Em certa medida, essa supressão da investigação científica entre a história das pessoas e o sofrimento é o que parece estar na base desta controversa ansiedade que explica a si mesma (o quase "estou ansioso, porque sou ansioso"). Nessa supressão do debate sobre as origens e desenvolvimento do sofrimento psíquico, a psiquiatria preencheu a lacuna sobre a natureza do sofrimento com as teses psicofarmacológicas. Ao dissimular a relação entre as vivências e os processos patológicos e organizar o DSM em síndromes, a psiquiatria recolocou em cena as teses de Emil Kraepelin - isto é, pôs no centro do debate psiquiátrico e psicológico a natureza orgânica das doenças, que não sem propósito, relacionavam-se perfeitamente à medicação produzida pela indústria farmacêutica em ascensão. E o que isso tem a ver com a ansiedade?
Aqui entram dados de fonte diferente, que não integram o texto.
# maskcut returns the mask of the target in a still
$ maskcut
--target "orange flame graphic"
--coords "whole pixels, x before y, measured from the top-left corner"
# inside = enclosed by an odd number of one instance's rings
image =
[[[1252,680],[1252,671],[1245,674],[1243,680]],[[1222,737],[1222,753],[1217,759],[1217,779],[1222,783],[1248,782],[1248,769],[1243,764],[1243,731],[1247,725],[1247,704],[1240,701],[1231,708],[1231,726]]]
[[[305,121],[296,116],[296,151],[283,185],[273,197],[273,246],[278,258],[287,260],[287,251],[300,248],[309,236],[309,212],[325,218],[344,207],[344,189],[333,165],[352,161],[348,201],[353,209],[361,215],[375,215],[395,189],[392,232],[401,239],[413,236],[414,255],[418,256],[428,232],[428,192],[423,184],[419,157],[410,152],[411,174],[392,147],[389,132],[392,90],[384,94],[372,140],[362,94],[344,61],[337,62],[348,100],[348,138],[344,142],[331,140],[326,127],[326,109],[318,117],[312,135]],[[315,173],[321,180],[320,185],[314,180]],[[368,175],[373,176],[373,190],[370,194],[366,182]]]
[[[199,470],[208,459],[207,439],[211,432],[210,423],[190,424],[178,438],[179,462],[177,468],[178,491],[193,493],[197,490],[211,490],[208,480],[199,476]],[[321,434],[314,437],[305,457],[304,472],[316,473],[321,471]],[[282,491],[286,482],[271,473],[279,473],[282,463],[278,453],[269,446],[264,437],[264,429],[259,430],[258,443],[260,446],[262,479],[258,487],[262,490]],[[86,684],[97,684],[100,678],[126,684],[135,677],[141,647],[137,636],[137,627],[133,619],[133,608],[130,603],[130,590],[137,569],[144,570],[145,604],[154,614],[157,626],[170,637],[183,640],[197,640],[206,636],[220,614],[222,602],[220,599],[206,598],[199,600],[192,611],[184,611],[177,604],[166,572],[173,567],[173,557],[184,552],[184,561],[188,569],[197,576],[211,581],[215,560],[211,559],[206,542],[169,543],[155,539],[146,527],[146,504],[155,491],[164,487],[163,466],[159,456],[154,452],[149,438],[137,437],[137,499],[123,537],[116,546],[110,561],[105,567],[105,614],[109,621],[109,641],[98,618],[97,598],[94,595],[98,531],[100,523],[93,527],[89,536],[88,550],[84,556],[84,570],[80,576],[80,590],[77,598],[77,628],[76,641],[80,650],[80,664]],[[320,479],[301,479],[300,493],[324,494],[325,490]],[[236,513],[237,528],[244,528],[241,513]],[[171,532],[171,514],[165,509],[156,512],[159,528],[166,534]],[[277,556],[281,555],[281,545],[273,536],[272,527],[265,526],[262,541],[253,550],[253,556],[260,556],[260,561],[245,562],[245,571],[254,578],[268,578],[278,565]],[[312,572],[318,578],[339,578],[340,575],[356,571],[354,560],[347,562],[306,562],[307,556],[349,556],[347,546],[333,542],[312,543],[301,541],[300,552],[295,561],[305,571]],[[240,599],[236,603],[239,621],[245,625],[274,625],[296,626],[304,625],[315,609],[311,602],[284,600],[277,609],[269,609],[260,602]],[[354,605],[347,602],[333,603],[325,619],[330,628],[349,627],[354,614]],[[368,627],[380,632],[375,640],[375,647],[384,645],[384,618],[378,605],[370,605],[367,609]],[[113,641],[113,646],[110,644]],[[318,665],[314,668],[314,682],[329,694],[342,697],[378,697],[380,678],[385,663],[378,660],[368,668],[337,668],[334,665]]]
Uma vez ocultadas as apreciações entre personalidade, as vivências e o sofrimento, as explicações para este não escaparam das definições de manuais ou das obsoletas teses sobre o desequilíbrio químico do cérebro. No entanto, reconheço que temos aqui apenas primeiras impressões e uma versão bastante resumida dessa problemática - há ainda muito o que ser debatido, por isso este compõe apenas o primeiro dentre uma série de textos em que pretendo dialogar sobre esses temas. Afinal, será que alguém se preocupa demais porque é ansioso? Ao que indica, não. Mas digamos que sim, por ora, apenas como ponto de partida.